Always read all error & warning messages.
Details matter (a lot)
A lot of mistakes occur, especially in the beginning, because a variable or function name is misspelled.
Always check yourself
Remember: the most important thing is to ensure you produce correct results at each step. Don’t place writing smart or elegant code above writing correct code. Spend time reviewing your code. If possible, have one or more other people review your code.
Document everything
Make a habit from the very beginning to always use comments in your code to explain what you are trying to achieve and why. You will often need to revisit your code after some time has passed. Life will be very hard if it’s not clear what is happening and why.
Programming is largely a team sport. A lot of code is written collaboratively or is used by people other than the author. Again, comprehensive documentation is super important.
Help is at your fingertips
Whether you are just starting out or you are a seasoned programmer, you have many sources of information to help you troubleshoot or learn new skills.Use the built-in documentation!

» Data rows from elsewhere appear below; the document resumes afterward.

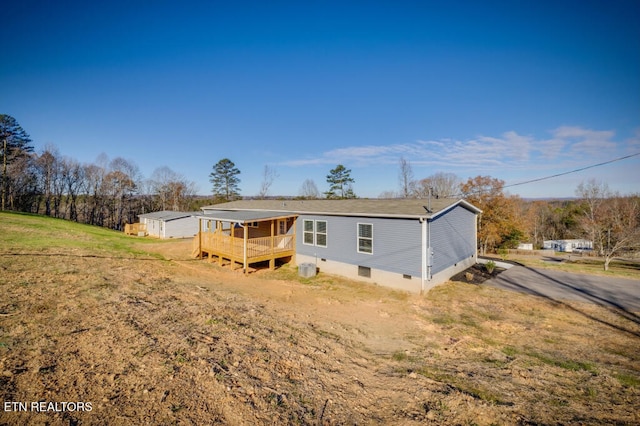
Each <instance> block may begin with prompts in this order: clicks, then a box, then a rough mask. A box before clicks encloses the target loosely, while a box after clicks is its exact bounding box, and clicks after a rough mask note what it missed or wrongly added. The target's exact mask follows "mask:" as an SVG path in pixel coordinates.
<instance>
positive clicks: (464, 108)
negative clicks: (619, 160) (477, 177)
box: [0, 0, 640, 197]
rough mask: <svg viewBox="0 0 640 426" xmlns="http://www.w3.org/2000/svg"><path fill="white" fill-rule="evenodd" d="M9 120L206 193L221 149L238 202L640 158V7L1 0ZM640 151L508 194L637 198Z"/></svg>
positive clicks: (588, 164)
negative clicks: (622, 196)
mask: <svg viewBox="0 0 640 426" xmlns="http://www.w3.org/2000/svg"><path fill="white" fill-rule="evenodd" d="M2 15H3V19H2V25H0V38H1V39H2V40H3V54H2V59H1V60H0V113H4V114H9V115H12V116H13V117H15V118H16V119H17V120H18V122H19V123H20V124H21V125H22V127H23V128H25V130H26V131H27V132H28V133H29V134H30V135H31V137H32V139H33V140H34V145H35V147H36V150H38V151H40V150H42V149H44V147H45V146H47V145H53V146H56V147H57V148H58V150H59V152H60V153H61V154H63V155H66V156H69V157H72V158H74V159H76V160H79V161H81V162H87V163H90V162H94V161H95V160H96V158H97V157H98V156H99V155H100V154H101V153H105V154H106V155H107V156H108V157H109V158H115V157H119V156H120V157H124V158H126V159H129V160H131V161H133V162H135V163H136V164H137V165H138V166H139V168H140V171H141V173H142V175H143V176H145V177H150V176H151V174H152V172H153V170H154V169H156V168H158V167H162V166H168V167H170V168H171V169H172V170H174V171H175V172H178V173H181V174H183V175H184V176H185V177H186V178H187V179H189V180H191V181H194V182H195V183H196V184H197V186H198V188H199V191H198V192H199V193H200V194H210V193H211V185H210V183H209V173H210V172H211V170H212V167H213V165H214V164H215V163H216V162H217V161H218V160H220V159H222V158H225V157H226V158H230V159H231V160H232V161H234V162H235V164H236V166H237V167H238V168H239V169H240V171H241V175H240V178H241V183H240V188H241V191H242V194H243V195H246V196H250V195H255V194H257V193H258V191H259V187H260V182H261V180H262V177H261V174H262V170H263V168H264V166H265V165H269V166H271V167H272V168H274V169H275V170H276V171H277V173H278V177H277V179H276V180H275V182H274V184H273V186H272V188H271V191H270V193H271V194H272V195H297V194H298V191H299V189H300V187H301V185H302V183H303V181H304V180H305V179H312V180H313V181H314V182H315V183H316V185H317V186H318V188H319V189H320V191H324V190H326V189H327V186H328V185H327V183H326V175H327V174H328V172H329V170H330V169H332V168H334V167H335V166H336V165H337V164H343V165H345V166H346V167H347V168H349V169H351V170H352V177H353V178H354V179H355V184H354V190H355V192H356V194H357V195H359V196H362V197H377V196H378V195H379V194H380V193H381V192H383V191H392V190H397V189H398V162H399V159H400V157H404V158H405V159H407V160H408V161H409V162H410V163H411V165H412V168H413V173H414V177H415V178H423V177H426V176H429V175H431V174H433V173H436V172H450V173H455V174H457V175H458V176H460V177H461V178H462V179H465V180H466V179H467V178H469V177H474V176H477V175H489V176H492V177H496V178H499V179H502V180H504V181H505V182H506V183H507V184H514V183H518V182H522V181H526V180H530V179H535V178H539V177H544V176H549V175H553V174H557V173H562V172H565V171H569V170H573V169H577V168H581V167H584V166H588V165H590V164H595V163H599V162H601V161H605V160H610V159H614V158H618V157H622V156H625V155H629V154H633V153H637V152H640V25H638V22H639V21H640V2H638V1H637V0H617V1H615V2H609V1H553V2H551V1H549V2H547V1H530V2H526V1H525V2H514V1H482V2H480V1H459V2H443V1H433V2H432V1H351V2H350V1H340V2H333V1H277V0H276V1H260V2H251V1H237V2H229V1H206V2H189V1H185V2H179V3H178V2H168V1H134V2H118V1H110V2H86V1H82V2H80V1H78V2H73V1H61V2H52V1H31V0H25V1H21V2H10V3H5V4H4V5H3V9H2ZM639 170H640V156H635V157H632V158H629V159H626V160H623V161H619V162H616V163H613V164H609V165H606V166H602V167H597V168H592V169H589V170H586V171H583V172H580V173H575V174H570V175H566V176H563V177H561V178H556V179H551V180H546V181H542V182H537V183H532V184H527V185H521V186H514V187H511V188H509V191H510V192H511V193H513V194H519V195H521V196H523V197H565V196H573V195H574V190H575V188H576V186H577V185H578V184H579V183H580V182H581V181H584V180H587V179H590V178H595V179H598V180H600V181H602V182H606V183H608V185H609V187H610V188H611V189H614V190H618V191H620V192H622V193H631V192H638V191H640V171H639Z"/></svg>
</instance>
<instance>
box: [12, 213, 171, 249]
mask: <svg viewBox="0 0 640 426" xmlns="http://www.w3.org/2000/svg"><path fill="white" fill-rule="evenodd" d="M97 242H99V246H96V244H97ZM158 242H161V241H160V240H153V239H143V238H136V237H131V236H127V235H125V234H124V233H122V232H118V231H114V230H111V229H106V228H102V227H99V226H92V225H84V224H79V223H76V222H71V221H67V220H63V219H54V218H51V217H46V216H41V215H35V214H27V213H14V212H0V252H3V253H16V254H19V253H34V254H35V253H51V252H57V253H74V254H83V253H91V254H93V255H96V254H104V255H107V254H117V255H119V256H122V255H127V256H132V257H138V256H152V257H156V258H157V257H158V255H157V254H152V253H149V252H147V251H145V250H144V246H145V244H149V243H158Z"/></svg>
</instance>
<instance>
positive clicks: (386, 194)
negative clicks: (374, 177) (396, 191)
mask: <svg viewBox="0 0 640 426" xmlns="http://www.w3.org/2000/svg"><path fill="white" fill-rule="evenodd" d="M378 198H384V199H389V198H401V197H400V195H399V194H398V193H397V192H395V191H382V192H381V193H380V195H378Z"/></svg>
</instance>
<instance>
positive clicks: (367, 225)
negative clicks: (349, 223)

Builtin help files, written by the code author, are almost always the best place to start. Their quality will vary, but they are often sufficient to learn how to use a function properly.
Programming is largely an online activity. All documentation and source code (of open source projects) is available online. Most errors or difficulties you encounter have been encountered many times before by others. A very large number of Q&A sites, blogs, forums are a web search away. Copy-pasting an error message into a search engine will often result in multiple hits.